29.08.2019  |  (rsn) - Nach der ersten Bergankunft der 74. Vuelta a Espana hat sich bei Bora - hansgrohe in Sachen Gesamtklassement das herauskristallisiert, was der Raublinger Rennstall bereits vor dem Start der letzten GrandTour des Jahres als Marschroute vorgegeben hatte. Der Giro-Sechste Rafal Majka wird auch bei der Spanien-Rundfahrt Boras Mann für das Gesamtklassement sein, wogegen Davide Formolo wie schon bei der Italien-Rundfahrt als Helfer des Polen agieren und wohl auf Etappenjagd gehen wird.

Zwar konnte Majka im elf Kilometer langen Schlussanstieg zum 1.950 Meter hohen Alto de Javalambre dem Tempo der meisten anderen Favoriten nicht folgen. Doch als Tageselfter, 1:52 Minuten hinter Überraschungssieger Angel Madrazo (Burgos - BH), rückte der 29-Jährige vom zehnten auf den achten Rang der Gesamtwertung vor, in der er 1:18 Minuten Rückstand auf den neuen Spitzenreiter Miguel Angel Lopez (Astana) aufweist. Formolo dagegen fiel vom neunten auf den zwölften Rang zurück.

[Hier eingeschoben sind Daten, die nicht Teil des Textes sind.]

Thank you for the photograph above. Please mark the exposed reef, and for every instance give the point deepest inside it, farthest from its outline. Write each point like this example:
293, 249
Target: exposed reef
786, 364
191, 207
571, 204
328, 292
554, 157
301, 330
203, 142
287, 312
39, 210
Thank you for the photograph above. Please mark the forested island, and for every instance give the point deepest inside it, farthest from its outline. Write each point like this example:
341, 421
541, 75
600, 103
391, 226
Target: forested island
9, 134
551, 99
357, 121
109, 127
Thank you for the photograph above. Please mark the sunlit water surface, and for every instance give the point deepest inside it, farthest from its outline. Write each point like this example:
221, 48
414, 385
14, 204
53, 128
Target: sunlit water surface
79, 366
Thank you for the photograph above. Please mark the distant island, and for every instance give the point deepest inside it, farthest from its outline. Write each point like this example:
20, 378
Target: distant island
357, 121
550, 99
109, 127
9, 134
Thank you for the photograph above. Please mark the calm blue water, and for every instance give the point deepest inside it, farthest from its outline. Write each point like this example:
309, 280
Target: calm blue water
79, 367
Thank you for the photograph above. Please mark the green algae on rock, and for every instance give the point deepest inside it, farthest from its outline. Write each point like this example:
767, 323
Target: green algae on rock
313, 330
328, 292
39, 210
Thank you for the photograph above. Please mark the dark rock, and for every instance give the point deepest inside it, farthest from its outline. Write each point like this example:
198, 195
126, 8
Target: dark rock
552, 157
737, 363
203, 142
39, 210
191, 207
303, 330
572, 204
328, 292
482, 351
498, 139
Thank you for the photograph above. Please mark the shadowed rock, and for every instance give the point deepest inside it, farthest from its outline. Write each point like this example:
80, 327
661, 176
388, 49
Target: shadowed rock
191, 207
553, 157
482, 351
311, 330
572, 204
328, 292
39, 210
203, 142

“Wieder einmal hat unser Team einen tollen Job erledigt und unsere Klassementfahrer beschützt, beziehungsweise in eine gute Position gebracht, als das Rennen in den Schlussanstieg kam“ lobte Sportdirektor Patxi Villa seine Fahrer und fügte an: “Wir haben uns darauf konzentriert, keine Zeit in der Gesamtwertung zu verlieren.“

Das gelang zwar nicht, auch wenn Majka zwei Plätze gut machte. “Es ist allerdings noch ein langer Weg nach Madrid“, kommentierte der Kletterspezialist lakonisch die erste große Bergprüfung dieser Vuelta, nach der Bora - hansgrohe allerdings auf einen wichtigen Fahrer verzichten muss. Der Österreicher Gregor Mühlberger, bereits bei der Tour im Einsatz, stieg mit Erschöpfungssymptomen 25 Kilometer vor dem Ziel vom Rad und beendete das Rennen vorzeitig.

“Klar, es ist noch ein langer Weg, aber bis dato liegen wir in einer guten Position“, beurteilte Vila die Situation insgesamt aber positiv, zumal Majka mit Formolo und Mühlberges Landsmann Felix Großschartner noch zwei bergfeste Fahrer an seiner Seite hat und auch Landsmann Pawel Poljanski in den Bergen zu den Besseren zählt, wie er gestern bewies. “Ich möchte vor allem Pawel ein großes Kompliment aussprechen. Er und Felix haben uns in Position gebracht und haben den gesamten Tag hart für uns gearbeitet“, sagte Majka.